Nick Lenaghan, 21 February 2017

Healthcare property, a fast-emerging component of the mainstream commercial property market, is nearing a peak in values as a broader range of investors push into the sector. Yields in the sector have steadily been squeezed over the last four years, from 8.4 per cent in 2013 to 6.61 per cent in 2016, according to JLL.

“The market is moving towards its peak and we are expecting a moderate tightening of yields in 2017, with yields for sub-prime assets in the 6 per cent to 8 per cent range and prime assets being in the 5 per cent to 7 per cent range,” said JLL’s head of social infrastructure, Noral Wild.

“Interest will remain strong in the sector with Australian real estate investment trusts continuing to search the market to further grow their portfolios and fulfil the appetite of retail investors.”

As revealed by The Australian Financial Review, Sydney-based investment manager Barwon Investment Partners has launched a $500 million healthcare property fund for wholesale investors.

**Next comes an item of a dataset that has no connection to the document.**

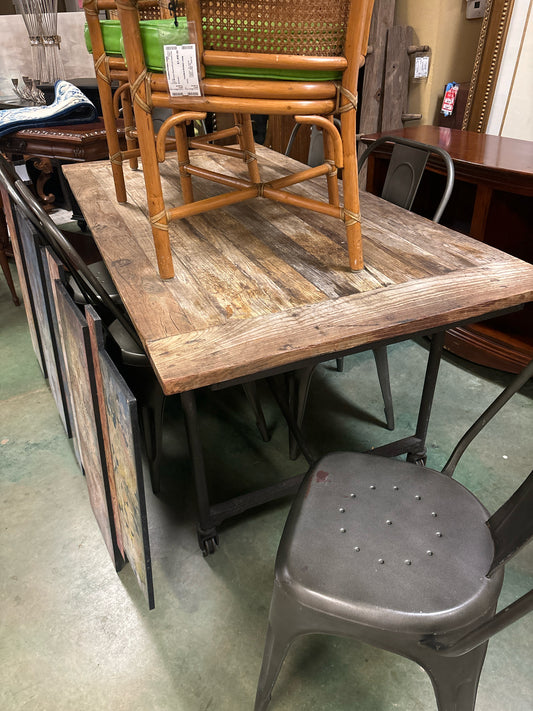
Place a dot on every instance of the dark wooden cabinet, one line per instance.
(492, 201)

Barwon seeded the new fund with a Melbourne pathology facility in a $20.5 million deal this month. Listed medical property landlord Generation Healthcare REIT is steadily expanding its portfolio as well, with major developments underway in Victoria.

Last year, Generation made a $29 million investment in the Epping Medical Centre in Melbourne’s north. Another big player is New Zealand’s Vital Healthcare, which has a $900 million portfolio, the majority of it based in Australia.